Ti ho mostrato quanto le doppie esposizioni nella fotografia del XIX secolo rappresentassero un fenomeno affascinante, in cui la tecnologia emergente fu sfruttata per evocare suggestioni sovrannaturali.
Da un punto di vista sociologico, è interessante osservare come questa pratica abbia contribuito a una sorta di “marketing spirituale”.
La nascita di un “mercato dell’aldilà” offriva alle persone consolazione e significato, ma si mescolava anche con elementi di speculazione, inganno e … business.
Era nato il moderno Marketing dell’occulto e del mistero.
Negli anni, il mistero gotico è stato trasformato in uno strumento di marketing potente. Eventi come le visite guidate nei castelli scozzesi “infestati”, spettacoli di illusionismo e film horror hanno sfruttato la paura e il fascino per il soprannaturale.
I castelli medievali, spesso in rovina, divennero simboli perfetti del mistero e del terrore, specialmente nella letteratura gotica inglese. Questi luoghi scelti come ambientazioni inquietanti dove il soprannaturale si intreccia con l’umano sono spesso circondati da paesaggi spettrali, ispirano immagini di fantasmi, segreti nascosti e storie tragiche. Queste immagini evocative di castelli nebbiosi, porte cigolanti e fantasmi sono l’ideale per attrarre turisti desiderosi di emozioni forti.
Ancora oggi, il marketing che si ispira al gotico continua a prosperare, influenzando i videogiochi, i film horror e le campagne pubblicitarie (vedi Halloween).

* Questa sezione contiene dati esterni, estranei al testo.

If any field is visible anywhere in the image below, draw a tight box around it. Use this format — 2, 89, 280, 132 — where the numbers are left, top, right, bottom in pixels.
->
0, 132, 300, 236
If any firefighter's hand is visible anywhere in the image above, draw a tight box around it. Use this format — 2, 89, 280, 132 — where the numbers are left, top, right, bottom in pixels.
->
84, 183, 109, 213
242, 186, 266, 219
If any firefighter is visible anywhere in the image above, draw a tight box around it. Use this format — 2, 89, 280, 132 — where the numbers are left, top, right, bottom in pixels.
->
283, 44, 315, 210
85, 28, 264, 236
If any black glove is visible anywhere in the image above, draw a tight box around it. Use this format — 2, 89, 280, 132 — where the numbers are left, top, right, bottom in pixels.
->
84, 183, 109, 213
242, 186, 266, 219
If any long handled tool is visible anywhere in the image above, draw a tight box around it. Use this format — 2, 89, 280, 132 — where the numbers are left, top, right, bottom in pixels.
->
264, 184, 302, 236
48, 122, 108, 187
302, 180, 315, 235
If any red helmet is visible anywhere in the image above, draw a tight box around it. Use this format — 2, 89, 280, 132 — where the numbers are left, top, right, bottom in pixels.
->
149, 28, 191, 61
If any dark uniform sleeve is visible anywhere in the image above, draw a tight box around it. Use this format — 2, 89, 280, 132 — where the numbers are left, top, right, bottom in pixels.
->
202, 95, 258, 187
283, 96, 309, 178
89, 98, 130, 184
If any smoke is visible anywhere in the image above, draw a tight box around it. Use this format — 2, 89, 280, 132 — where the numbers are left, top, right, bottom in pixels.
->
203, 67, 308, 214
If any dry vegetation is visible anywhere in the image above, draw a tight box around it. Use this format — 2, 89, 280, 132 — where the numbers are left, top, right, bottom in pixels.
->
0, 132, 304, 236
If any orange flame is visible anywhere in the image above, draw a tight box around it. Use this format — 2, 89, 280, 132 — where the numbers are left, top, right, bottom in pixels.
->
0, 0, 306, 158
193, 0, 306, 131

Oggigiorno, le immagini manipolate abbondano e sono facili da creare, ma il fascino di poter contattare i propri cari defunti e chiedere loro aiuto è spesso più forte dello scetticismo di una foto manipolata. In un mondo sempre più razionale l’ultima cosa che ci si aspetta e’ comunque la diffusione dell’irrazionale, la superstizione e la credulità in tutto ciò che sfugge ai sensi. Anche nell’occidente più evoluto e’ sicuramente più facile trovare persone che conoscono il proprio segno zodiacale piuttosto che il proprio gruppo sanguigno.